OCR by rat liver during exposure to various concentrations of metformin. Top, After equilibrating the liver in the flow system for 20 h, metformin was added to the inflow at various concentrations as indicated, and the responses of OCR were continuously assessed during 10 h of drug exposure. The n shown for each concentration indicates the number of separate perifusions run on different days using liver slices from different animals. Sufficient replicates were carried out at 0.3 mM metformin (n = 9) to run statistical analysis on the OCR decrement average over the final 15 min of the experiment (** denotes P < .001).

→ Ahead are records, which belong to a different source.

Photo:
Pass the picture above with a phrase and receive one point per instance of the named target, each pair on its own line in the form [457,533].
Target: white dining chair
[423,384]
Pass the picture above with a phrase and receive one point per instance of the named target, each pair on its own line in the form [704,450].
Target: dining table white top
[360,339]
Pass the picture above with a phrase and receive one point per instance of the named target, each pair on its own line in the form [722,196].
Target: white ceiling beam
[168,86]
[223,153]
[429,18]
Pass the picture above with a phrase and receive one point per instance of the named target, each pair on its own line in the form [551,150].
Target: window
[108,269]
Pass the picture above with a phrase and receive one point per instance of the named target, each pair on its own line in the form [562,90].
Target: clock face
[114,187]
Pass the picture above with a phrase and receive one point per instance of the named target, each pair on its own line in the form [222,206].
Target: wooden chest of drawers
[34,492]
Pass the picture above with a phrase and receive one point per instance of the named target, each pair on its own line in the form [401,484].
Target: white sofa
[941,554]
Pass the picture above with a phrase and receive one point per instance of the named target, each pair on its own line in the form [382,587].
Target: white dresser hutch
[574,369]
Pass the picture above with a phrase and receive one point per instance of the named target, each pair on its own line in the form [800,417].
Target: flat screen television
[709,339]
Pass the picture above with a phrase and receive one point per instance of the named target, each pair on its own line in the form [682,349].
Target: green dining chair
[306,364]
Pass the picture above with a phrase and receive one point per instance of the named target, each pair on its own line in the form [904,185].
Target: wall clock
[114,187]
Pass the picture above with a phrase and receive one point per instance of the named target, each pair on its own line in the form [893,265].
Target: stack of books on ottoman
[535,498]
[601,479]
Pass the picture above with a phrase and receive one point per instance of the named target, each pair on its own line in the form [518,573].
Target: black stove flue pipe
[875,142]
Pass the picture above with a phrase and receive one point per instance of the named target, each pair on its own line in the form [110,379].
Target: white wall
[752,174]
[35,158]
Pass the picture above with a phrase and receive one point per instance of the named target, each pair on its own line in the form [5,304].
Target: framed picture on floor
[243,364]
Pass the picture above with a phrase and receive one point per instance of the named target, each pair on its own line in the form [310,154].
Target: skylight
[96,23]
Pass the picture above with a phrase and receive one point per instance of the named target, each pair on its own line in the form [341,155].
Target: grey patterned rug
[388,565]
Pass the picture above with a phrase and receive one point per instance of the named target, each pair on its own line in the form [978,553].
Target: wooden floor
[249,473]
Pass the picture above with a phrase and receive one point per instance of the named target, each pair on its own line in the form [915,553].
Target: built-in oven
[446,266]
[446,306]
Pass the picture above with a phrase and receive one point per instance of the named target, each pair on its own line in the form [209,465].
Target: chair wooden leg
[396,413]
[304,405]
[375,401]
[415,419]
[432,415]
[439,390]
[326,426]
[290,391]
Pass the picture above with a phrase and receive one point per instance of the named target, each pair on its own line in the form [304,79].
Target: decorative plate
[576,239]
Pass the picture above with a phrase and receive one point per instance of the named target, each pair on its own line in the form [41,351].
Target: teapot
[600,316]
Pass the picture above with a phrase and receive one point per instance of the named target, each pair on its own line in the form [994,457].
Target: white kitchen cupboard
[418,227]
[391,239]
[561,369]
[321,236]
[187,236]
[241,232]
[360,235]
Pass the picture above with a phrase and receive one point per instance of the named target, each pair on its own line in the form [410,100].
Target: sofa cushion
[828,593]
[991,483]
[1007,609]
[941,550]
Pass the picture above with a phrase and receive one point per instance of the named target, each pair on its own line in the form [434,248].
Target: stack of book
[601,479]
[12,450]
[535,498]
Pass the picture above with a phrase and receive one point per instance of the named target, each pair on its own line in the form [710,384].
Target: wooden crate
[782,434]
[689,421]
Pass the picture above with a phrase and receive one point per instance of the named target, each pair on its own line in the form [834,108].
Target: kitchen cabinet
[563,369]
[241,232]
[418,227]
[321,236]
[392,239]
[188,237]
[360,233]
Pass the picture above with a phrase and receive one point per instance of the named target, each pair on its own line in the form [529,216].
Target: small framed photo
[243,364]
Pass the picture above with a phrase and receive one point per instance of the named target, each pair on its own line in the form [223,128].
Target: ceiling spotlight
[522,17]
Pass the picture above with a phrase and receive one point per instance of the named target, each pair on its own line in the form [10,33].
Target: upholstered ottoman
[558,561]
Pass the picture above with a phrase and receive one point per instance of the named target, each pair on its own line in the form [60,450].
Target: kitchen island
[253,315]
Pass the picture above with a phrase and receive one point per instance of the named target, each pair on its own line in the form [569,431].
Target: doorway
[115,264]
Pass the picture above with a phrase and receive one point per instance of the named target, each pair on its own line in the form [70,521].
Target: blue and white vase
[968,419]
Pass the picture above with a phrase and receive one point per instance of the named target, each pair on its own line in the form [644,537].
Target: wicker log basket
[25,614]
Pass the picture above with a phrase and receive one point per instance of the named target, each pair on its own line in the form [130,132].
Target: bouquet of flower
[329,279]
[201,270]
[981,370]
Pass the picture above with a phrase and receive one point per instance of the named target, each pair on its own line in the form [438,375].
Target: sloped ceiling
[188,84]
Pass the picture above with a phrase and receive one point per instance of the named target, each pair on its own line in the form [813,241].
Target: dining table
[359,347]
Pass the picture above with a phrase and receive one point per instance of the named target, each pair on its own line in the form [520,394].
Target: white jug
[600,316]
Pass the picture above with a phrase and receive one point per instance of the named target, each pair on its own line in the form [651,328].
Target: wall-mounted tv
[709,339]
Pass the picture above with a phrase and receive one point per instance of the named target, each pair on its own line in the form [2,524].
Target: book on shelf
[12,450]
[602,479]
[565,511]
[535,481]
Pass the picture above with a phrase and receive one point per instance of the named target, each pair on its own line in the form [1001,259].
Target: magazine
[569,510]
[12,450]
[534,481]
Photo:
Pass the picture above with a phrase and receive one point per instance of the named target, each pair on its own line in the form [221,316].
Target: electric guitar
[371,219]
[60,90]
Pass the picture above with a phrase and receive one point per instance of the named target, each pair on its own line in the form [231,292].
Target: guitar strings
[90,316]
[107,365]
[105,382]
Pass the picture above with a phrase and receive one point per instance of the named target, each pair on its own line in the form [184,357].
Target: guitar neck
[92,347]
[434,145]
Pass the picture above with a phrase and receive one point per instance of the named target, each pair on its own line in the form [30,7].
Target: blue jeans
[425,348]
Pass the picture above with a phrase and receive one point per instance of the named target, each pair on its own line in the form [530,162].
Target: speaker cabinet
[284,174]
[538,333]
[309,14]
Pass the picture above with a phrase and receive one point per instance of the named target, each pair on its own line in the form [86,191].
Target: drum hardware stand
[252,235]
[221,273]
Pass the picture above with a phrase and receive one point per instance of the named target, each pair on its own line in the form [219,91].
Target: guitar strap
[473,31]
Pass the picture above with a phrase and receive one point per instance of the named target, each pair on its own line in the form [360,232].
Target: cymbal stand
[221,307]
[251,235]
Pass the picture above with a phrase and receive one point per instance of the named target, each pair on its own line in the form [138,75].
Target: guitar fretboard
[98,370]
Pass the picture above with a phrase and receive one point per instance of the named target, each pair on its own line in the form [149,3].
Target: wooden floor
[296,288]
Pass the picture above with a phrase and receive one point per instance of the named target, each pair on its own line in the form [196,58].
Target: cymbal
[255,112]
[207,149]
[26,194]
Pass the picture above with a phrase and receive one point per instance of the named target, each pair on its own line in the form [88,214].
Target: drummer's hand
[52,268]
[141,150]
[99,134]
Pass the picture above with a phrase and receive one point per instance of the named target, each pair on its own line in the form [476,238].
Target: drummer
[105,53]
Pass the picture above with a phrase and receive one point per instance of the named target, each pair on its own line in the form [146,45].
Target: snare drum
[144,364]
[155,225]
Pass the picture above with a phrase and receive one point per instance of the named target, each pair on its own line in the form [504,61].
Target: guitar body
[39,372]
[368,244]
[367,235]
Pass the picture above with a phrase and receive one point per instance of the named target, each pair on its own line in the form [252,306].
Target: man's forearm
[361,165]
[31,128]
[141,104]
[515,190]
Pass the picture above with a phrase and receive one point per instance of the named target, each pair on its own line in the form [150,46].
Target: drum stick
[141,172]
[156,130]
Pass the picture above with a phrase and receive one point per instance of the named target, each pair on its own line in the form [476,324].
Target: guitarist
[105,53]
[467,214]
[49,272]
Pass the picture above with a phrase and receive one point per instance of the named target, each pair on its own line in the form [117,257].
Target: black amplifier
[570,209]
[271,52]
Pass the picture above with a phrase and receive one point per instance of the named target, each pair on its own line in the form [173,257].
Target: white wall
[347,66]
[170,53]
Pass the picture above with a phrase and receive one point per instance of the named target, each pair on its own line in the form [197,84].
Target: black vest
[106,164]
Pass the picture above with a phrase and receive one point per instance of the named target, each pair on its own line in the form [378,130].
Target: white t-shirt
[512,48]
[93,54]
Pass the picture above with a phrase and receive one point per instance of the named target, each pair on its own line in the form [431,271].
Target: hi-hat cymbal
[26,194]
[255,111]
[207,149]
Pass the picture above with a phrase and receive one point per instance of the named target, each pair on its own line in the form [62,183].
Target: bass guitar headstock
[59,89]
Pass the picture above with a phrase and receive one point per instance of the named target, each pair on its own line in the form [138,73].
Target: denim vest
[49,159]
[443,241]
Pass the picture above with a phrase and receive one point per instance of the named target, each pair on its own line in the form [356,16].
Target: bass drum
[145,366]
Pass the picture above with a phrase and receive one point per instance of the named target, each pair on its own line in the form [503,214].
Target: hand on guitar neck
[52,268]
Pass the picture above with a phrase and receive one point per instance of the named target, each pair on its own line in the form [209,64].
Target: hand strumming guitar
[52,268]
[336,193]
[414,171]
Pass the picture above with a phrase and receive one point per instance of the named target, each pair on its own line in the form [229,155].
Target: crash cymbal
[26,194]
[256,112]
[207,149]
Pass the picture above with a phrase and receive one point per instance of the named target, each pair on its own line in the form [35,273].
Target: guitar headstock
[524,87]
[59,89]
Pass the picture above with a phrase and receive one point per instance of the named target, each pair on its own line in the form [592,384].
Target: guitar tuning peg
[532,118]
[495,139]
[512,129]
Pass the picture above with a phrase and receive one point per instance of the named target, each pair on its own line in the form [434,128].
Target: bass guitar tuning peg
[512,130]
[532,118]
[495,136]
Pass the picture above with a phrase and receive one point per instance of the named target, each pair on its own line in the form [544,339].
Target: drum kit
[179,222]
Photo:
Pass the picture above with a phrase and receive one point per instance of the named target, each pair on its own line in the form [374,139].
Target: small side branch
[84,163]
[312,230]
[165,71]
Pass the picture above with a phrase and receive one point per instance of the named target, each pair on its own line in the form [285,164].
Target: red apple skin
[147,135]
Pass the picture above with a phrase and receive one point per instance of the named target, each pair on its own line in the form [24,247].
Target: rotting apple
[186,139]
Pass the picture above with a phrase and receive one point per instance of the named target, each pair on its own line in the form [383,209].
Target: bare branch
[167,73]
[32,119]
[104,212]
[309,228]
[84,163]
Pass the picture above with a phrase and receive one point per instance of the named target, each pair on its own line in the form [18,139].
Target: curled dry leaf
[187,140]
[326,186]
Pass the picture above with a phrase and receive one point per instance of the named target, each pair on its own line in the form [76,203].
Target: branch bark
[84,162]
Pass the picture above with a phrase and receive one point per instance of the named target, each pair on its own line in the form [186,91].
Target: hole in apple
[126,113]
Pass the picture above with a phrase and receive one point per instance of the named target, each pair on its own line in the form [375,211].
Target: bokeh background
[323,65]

Data were fitted to the multi-exponential decay model (equation 1) for each concentration of metformin. Bottom, Kinetic and dose–response analysis of OCR profiles: distinguishing multiple mechanisms. Values of rate constants for the slow and fast inhibition are plotted as a function of metformin concentration.
FIG. 6.
FIG. 6.
Reversibility after exposure to 0.3 or 2.5 mM metformin. After exposure to metformin for 10 h, the liver was perifused in the absence of the drug for an additional 12 h. Data are average of 3 separate experiments done on different days and the error bars are plus or minus the SE.
FIG. 7.
FIG. 7.
OCR by rat liver during exposure to various concentrations of acetaminophen. After equilibrating the liver in the flow system for 20 h, the continuous responses to acetaminophen of OCR during 7 h of continuous assessment. Data was fitted to the multiexponential decay model (equation 1) for each concentration of acetaminophen.